Friday, 7 January 2011

Forms of Democracy

There has been much debate about organisation vs. spontaneity; and democratic centralist socialism vs. anarchism recently. This has been around both the organisation of the burgeoning movement against the cuts, and in questions about the way society should be run.

I will lay my cards on the table: I am happy to see the long awaited activism of students, young unemployed and workers who had been written off as politically apathetic by those who knew no better. The energy and vitalism, the new methods of communication, the lack of respect for the organs of the state are refreshing and herald a new turn in the fight for a new society. However, I am concerned that the anti-organisation, anti-leadership opinion will, if unopposed, lead to the movement fizzling out for lack of what marxist theoreticians have called the objective factor.

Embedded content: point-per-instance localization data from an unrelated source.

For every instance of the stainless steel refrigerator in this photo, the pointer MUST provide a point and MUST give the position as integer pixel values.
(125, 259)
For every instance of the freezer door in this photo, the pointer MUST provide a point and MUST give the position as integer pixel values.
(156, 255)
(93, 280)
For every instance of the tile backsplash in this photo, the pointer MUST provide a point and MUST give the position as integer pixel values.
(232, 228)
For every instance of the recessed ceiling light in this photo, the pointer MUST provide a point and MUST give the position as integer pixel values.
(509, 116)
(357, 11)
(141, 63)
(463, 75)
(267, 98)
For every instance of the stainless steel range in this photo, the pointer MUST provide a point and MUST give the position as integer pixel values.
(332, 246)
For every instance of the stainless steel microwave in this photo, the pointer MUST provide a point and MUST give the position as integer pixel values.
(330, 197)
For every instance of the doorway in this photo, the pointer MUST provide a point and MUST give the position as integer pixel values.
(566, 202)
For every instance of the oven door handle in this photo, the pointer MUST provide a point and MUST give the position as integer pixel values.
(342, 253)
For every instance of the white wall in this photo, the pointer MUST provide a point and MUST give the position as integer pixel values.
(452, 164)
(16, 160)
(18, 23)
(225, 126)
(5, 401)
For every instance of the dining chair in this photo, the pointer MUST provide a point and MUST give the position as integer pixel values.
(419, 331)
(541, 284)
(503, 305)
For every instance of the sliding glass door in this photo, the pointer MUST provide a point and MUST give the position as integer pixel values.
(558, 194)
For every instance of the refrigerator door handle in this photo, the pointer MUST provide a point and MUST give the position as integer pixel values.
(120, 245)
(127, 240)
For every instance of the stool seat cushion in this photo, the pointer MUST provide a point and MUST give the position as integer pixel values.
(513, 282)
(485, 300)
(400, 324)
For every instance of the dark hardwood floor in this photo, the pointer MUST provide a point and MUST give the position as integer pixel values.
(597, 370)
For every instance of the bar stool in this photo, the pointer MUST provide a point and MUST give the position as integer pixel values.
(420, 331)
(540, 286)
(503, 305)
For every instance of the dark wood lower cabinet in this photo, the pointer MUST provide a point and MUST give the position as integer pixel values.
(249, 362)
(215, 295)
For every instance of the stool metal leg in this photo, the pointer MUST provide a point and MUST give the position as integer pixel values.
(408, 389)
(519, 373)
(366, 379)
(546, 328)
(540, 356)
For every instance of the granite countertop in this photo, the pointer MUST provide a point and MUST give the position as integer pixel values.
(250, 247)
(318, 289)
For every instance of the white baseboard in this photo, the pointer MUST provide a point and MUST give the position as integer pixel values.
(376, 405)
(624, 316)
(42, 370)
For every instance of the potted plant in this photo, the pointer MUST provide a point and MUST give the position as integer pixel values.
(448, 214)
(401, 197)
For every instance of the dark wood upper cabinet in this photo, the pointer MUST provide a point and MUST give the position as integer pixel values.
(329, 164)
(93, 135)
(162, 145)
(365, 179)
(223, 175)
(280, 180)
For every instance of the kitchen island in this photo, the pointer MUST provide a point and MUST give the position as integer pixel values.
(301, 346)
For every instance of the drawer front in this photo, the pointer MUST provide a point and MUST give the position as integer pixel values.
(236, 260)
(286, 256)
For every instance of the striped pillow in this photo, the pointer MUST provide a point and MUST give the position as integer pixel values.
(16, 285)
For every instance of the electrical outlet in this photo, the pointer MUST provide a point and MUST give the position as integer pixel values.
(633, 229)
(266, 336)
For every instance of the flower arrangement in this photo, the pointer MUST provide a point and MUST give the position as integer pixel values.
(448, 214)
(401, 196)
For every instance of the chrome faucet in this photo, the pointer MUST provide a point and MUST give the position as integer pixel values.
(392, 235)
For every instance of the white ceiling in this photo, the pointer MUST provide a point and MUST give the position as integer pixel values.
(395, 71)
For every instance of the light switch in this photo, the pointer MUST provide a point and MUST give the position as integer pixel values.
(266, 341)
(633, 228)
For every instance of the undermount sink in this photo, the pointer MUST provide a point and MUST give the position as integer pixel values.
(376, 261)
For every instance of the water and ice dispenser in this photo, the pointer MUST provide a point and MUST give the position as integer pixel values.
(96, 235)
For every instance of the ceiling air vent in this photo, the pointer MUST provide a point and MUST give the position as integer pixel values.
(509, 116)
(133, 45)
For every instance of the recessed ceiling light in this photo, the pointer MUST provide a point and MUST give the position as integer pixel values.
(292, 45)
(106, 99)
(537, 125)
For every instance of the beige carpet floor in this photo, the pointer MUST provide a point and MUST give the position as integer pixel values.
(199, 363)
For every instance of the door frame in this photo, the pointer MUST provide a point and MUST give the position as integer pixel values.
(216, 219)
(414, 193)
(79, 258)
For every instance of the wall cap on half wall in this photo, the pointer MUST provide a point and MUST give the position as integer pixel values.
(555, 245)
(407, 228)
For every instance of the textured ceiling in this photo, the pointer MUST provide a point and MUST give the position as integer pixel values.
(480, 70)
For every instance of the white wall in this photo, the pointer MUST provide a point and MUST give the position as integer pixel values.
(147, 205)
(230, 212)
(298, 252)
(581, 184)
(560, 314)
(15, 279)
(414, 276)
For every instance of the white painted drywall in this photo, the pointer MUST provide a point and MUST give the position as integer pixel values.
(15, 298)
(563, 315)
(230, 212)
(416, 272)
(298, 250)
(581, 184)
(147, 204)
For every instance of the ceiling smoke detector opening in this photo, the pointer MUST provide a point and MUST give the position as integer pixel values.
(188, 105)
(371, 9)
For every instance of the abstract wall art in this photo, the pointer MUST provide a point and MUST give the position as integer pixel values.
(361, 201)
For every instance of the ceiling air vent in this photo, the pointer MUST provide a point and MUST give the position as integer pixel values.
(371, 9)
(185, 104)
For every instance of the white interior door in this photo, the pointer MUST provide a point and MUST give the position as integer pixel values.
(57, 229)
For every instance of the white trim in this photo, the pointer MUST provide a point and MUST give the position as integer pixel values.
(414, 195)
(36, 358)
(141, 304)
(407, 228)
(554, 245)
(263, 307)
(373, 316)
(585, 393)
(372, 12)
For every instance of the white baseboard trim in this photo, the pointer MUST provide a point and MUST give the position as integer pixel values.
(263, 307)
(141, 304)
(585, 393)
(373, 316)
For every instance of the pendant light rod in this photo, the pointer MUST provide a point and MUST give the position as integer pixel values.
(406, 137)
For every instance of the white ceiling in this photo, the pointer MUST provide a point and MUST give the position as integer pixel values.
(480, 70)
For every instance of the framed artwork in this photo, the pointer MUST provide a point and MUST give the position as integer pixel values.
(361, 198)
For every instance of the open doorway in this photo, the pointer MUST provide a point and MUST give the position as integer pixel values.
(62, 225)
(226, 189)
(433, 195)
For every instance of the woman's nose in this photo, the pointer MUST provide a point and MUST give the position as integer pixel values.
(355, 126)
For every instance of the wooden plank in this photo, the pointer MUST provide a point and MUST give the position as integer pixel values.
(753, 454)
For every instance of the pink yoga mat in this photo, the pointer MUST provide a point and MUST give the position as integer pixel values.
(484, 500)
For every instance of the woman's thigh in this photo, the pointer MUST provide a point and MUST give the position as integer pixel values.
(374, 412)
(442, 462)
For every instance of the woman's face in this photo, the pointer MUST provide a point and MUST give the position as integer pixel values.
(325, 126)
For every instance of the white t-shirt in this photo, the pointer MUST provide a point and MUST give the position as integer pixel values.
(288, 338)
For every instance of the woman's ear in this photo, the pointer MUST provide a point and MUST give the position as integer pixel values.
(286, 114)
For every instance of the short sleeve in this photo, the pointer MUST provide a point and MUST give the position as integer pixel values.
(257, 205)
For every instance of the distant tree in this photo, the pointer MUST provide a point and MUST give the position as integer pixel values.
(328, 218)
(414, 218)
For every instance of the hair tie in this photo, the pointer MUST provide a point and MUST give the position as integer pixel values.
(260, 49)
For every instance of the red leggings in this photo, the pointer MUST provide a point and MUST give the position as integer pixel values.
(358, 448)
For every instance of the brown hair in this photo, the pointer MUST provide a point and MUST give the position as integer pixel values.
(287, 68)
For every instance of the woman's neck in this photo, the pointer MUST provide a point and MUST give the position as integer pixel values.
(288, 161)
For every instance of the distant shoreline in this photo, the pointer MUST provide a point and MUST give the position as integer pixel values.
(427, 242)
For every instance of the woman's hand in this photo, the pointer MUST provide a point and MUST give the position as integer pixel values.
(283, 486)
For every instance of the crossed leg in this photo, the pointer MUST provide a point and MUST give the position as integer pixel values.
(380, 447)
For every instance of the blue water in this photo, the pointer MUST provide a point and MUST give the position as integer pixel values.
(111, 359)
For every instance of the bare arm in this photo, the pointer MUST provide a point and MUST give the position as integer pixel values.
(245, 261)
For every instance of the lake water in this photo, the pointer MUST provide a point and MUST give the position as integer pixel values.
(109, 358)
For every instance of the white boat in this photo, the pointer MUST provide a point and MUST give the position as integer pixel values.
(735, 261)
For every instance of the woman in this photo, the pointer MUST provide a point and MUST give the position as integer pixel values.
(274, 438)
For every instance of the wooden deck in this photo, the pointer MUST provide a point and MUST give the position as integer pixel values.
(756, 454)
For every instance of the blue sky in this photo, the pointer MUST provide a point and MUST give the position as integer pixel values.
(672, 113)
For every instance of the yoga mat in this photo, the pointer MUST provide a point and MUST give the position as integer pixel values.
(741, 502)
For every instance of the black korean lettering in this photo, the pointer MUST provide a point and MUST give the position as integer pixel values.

True democracy has not often been seen. The word comes from Ancient Greek dêmos ‘citizen body’ and kratos ‘power, sovereignty’. It was the way in which Ancient Athens ran society, and it meant that all who qualified as citizens collectively, as one body, held all power. The Assembly met every 8 days, all citizens were members, entitled to speak and vote, and all members over 30 years of age were qualified to serve on Juries which made all decisions in all trials without judges. Jurors received the average worker's wage whilst serving. There was an elected Council of 500 which met every day to ensure the wishes of the Assembly were put into effect and kept to budget. Similarly the State Officials were elected and held to account. The term of office that one could serve either on the Council or as a State Official was one year, and for the most part the number of Terms of Office was also limited. Accusations of incompetance of a State Official could be laid before the Assembly at the end of each month, and at the end of the year's Term of Office, performance was audited and debated in the Assembly. Incompetance was rewardable with fines, exile or even death!

The historians among you will realise that there are in this system many echoes of the young Soviet System of worker's councils, low wage differentials and power resting in the Assemblies (Soviets) of workers based in the factories and the barracks.

When Lenin arrived in Revolutionary Russia in April 1917, he stood virtually alone in the leadership in calling for 'all power to the Soviets' - the true democracy that placed Power and Sovereignty in the hands of the workers, as opposed to the elected oligarchy of the Constituent Assembly, which was no more democratic than our elected oligarchy in the House of Commons. He did not do this because he commanded a majority in the Soviets, on the contrary, he could only command the support of about 5% of the vote. However, he did it because he believed that the only way the revolutionary working class would be able to realise their aspisrations was through Soviet Democracy, both in the organisation of the Revolutionary actions leading to the transfer of power, and in the transformation of society to follow.

The fact that the proud democratic legacy of the Soviet System was hijacked by the corrupt Stalinist Bureaucracy in no way negates the validity of this system of organisation.

And what of Political Parties? Well the Athenian experience did not need Political Parties in the sense of electoral politics, as there were no elections to the Assembly. Blocs of support formed and reformed within the Assembly and the Council, but with low wage differntials and the possibility of being fined exiled or executed for incompetance, it was a brave or able person who put themselves forward for an Official post or a position on the Council. Decisions were taken on the basis of argument and the force with which those arguments were put.

In the last hundred years, traditional parties of the working class have variously played revolutionary, progressive, ultra-left, collaborationist and reactionary roles. In general, when really under the democratic control of workers, as opposed to the centralised control of careerist opportunists, the role played has been progressive. When control has been wrested from the workers by those careerists, then reactionary, collaborationist positions have been taken. However, on numerous occasions, when the working class has moved back into struggle, they have turned without fail to the traditional mass workers parties which had previously failed them, and have turned those parties back to the left, rather than following those revolutionaries who, understandably disgusted by previous betrayals have allowed themselves to march off into the political wilderness.

My call then, now, is for the new movements to unite with the progressive forces within the Labour and Trade Union movement; to seize this opportunity to establish a real democracy as opposed to the elected dictatorship which we currently have; and in turn for the Labour movement to welcome with open arms the new layer of activists with their unbridled enthusiasm, their ingenious methods of protest and communication, and their burning desire for a newer fairer society to enable the renewal of the movement and the change to the Socialist transformation of society which has for too long eluded us.